IDENTIFICATION OF CYTOCHROME P450 AND ARYLAMINE N-ACETYLTRANSFERASE ISOFORMS INVOLVED IN SULFADIAZINE METABOLISM

Abstract

Sulfadiazine hydroxylamine has been postulated to be the mediator of the greatly increased rates of adverse reactions to sulfadiazine experienced by people with human immunodeficiency virus infection.
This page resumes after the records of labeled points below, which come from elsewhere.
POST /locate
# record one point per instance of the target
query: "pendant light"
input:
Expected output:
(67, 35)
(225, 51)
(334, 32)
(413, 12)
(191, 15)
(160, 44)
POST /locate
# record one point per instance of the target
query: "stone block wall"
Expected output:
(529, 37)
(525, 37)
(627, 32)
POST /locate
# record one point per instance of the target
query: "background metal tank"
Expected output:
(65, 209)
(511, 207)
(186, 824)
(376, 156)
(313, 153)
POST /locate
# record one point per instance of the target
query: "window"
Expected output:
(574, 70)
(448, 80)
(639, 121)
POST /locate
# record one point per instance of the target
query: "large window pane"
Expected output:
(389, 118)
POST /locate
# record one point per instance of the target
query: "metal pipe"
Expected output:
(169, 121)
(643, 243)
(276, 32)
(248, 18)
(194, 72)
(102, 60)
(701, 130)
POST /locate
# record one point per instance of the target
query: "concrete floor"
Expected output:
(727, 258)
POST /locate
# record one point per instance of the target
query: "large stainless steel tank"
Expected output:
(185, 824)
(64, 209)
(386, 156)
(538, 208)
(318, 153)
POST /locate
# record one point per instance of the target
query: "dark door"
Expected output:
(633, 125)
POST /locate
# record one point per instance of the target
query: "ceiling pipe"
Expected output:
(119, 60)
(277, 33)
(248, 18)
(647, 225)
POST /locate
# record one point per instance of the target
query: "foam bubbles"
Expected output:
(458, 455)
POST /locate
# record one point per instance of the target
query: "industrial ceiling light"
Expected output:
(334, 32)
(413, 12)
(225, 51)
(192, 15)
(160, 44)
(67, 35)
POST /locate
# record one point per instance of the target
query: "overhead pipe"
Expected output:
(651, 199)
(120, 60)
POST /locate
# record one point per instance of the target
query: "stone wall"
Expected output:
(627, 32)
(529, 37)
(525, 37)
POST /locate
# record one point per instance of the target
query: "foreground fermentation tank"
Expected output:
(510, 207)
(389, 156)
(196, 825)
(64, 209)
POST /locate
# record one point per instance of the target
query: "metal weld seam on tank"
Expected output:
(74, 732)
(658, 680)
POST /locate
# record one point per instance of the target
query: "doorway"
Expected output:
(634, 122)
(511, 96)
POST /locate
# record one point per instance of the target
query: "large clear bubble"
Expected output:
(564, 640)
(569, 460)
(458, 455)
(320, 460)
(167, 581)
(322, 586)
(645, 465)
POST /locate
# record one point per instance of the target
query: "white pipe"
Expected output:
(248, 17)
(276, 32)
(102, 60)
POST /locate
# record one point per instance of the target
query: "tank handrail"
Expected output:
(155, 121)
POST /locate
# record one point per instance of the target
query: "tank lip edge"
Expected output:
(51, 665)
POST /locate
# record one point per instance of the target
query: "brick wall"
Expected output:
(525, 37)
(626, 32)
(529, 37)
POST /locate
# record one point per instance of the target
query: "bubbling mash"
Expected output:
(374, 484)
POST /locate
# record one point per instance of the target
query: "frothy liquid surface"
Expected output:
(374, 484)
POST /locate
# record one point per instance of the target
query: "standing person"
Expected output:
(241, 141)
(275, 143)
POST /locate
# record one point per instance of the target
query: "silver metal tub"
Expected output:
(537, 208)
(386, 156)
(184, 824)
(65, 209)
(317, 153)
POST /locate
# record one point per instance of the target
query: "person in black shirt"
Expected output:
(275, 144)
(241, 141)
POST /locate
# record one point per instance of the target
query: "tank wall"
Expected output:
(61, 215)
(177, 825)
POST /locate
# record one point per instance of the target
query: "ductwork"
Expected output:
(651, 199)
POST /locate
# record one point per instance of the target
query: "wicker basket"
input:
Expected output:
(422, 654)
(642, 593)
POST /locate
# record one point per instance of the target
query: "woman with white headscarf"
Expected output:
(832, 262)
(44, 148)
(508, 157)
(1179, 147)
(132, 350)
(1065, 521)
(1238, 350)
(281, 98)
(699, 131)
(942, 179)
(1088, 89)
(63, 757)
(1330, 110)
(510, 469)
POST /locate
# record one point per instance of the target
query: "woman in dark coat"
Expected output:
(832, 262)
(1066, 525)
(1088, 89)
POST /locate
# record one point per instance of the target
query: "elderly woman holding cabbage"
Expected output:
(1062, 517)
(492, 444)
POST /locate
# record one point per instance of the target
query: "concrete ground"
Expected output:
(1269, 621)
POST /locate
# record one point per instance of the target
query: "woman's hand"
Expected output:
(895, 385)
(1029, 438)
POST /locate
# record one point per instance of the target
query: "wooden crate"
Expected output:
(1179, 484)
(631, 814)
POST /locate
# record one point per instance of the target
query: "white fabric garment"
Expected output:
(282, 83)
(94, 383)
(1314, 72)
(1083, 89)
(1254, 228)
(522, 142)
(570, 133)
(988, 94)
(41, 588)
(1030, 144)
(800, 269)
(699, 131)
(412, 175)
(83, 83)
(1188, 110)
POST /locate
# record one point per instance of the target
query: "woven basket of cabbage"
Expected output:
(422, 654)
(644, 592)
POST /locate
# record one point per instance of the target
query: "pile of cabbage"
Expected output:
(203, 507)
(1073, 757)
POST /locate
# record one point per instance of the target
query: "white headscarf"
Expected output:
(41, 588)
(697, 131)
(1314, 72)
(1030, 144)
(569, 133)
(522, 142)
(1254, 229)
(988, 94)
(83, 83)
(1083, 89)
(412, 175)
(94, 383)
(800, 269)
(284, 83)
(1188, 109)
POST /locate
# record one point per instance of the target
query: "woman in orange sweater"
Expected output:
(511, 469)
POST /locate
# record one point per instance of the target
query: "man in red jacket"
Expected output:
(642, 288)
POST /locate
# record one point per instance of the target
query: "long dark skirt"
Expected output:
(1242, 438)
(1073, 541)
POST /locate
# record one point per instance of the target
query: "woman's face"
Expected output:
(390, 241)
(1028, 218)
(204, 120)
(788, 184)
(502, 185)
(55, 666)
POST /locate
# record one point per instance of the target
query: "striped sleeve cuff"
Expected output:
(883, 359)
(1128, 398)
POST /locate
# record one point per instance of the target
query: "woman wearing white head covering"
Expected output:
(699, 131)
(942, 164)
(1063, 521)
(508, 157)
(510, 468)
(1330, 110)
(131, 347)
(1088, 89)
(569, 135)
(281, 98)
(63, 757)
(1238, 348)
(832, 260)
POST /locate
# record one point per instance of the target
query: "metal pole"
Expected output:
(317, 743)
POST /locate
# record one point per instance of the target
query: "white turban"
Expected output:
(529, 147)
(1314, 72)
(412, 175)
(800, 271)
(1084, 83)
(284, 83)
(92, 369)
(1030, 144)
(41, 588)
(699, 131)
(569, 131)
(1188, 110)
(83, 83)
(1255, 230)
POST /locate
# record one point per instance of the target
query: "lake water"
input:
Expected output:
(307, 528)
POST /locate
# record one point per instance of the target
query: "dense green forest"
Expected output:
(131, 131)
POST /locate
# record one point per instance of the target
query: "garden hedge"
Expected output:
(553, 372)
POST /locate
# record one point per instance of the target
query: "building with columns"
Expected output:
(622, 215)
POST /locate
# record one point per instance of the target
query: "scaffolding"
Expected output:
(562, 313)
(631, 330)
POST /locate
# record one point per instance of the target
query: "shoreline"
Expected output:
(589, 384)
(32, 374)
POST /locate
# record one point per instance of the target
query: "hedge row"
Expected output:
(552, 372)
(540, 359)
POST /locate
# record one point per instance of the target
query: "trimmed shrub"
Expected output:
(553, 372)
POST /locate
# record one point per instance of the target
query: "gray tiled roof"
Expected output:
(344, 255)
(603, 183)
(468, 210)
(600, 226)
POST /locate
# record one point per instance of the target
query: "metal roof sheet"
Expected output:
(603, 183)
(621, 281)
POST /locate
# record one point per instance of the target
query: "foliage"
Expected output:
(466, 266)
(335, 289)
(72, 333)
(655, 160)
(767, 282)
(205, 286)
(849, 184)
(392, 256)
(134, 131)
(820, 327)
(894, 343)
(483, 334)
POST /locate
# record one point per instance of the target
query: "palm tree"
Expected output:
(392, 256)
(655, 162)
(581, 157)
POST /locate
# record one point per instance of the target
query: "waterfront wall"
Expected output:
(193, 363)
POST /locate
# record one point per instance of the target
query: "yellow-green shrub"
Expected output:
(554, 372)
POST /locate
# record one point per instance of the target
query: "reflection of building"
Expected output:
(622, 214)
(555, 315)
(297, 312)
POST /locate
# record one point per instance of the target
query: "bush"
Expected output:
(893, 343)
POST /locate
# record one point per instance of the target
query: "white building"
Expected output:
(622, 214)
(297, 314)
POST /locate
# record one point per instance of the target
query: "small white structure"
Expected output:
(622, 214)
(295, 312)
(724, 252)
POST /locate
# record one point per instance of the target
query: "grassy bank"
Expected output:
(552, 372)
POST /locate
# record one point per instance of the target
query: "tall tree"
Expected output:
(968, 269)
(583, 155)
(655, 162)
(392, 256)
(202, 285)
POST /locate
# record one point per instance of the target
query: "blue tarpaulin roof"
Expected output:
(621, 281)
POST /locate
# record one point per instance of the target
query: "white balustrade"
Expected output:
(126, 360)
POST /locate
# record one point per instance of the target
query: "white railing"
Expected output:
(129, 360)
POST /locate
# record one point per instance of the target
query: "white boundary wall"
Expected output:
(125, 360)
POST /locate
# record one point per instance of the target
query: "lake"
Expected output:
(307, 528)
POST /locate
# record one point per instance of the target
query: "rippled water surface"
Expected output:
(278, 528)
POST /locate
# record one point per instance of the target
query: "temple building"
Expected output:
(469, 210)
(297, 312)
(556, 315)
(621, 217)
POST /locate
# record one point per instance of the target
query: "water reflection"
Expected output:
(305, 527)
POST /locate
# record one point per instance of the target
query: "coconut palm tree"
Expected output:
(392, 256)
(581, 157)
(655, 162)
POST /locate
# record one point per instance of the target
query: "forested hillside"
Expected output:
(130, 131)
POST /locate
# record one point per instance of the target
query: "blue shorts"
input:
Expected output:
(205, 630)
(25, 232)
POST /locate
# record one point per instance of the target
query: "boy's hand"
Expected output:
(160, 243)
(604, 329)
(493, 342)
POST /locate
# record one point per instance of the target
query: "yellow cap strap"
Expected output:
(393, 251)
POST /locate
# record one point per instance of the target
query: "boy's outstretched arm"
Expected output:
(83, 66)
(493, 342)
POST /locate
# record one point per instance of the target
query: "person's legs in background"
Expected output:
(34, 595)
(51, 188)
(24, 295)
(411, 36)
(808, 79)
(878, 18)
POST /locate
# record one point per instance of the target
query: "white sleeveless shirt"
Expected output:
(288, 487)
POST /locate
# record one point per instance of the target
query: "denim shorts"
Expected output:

Therefore, we investigated the in vitro human cytochrome P450 (P450) and N-arylamine acetyltransferase (detoxification) metabolism of sulfadiazine. Formation of both the hydroxylamine and 4-hydroxy sulfadiazine was NADPH-dependent in human liver microsomes (HLM). The average K_m (±S.D.) and V_max in HLM (n = 3) for hydroxylamine formation was 5.7 ± 2.2 mM and 185 ± 142 pmol/min/mg, respectively. Significant (p < 0.05) inhibition by selective P450 isoform inhibitor sulfaphenazole (2.1 μM; CYP2C9) indicated a role for CYP2C9 in the formation of the hydroxylamine. Hydroxylamine formation correlated strongly with tolbutamide 4-hydroxylation (CYP2C8/9) in HLM (r = 0.76, p ≤ 0.004, n = 12). Fluconazole (CYP2C9/19 and CYP3A4 inhibitor at clinical concentrations) inhibited hydroxylamine formation, with one-enzyme model K_i estimates ranging from 9 to 40 μM. Acetylation of sulfadiazine in human liver cytosol (HLC) correlated strongly with NAT2 activity as measured by sulfamethazine N-acetylation (r = 0.92, p < 0.001, n = 12). The average K_m (±S.D.) and V_max in HLC (n = 3) was 3.1 ± 1.7 mM and 221.8 ± 132.3 pmol/min/mg, respectively. The polymorphic acetylation of sulfadiazine may predispose slow acetylator patients to adverse reactions to sulfadiazine. On the basis of our K_i estimates, clinical fluconazole concentrations of 25 μM would produce decreases of 40 to 70% in hepatic-mediated hydroxylamine production. Therefore, we predict that fluconazole may prove useful in the clinic as an in vivo inhibitor of sulfadiazine hydroxylamine formation to suppress adverse reactions to this drug.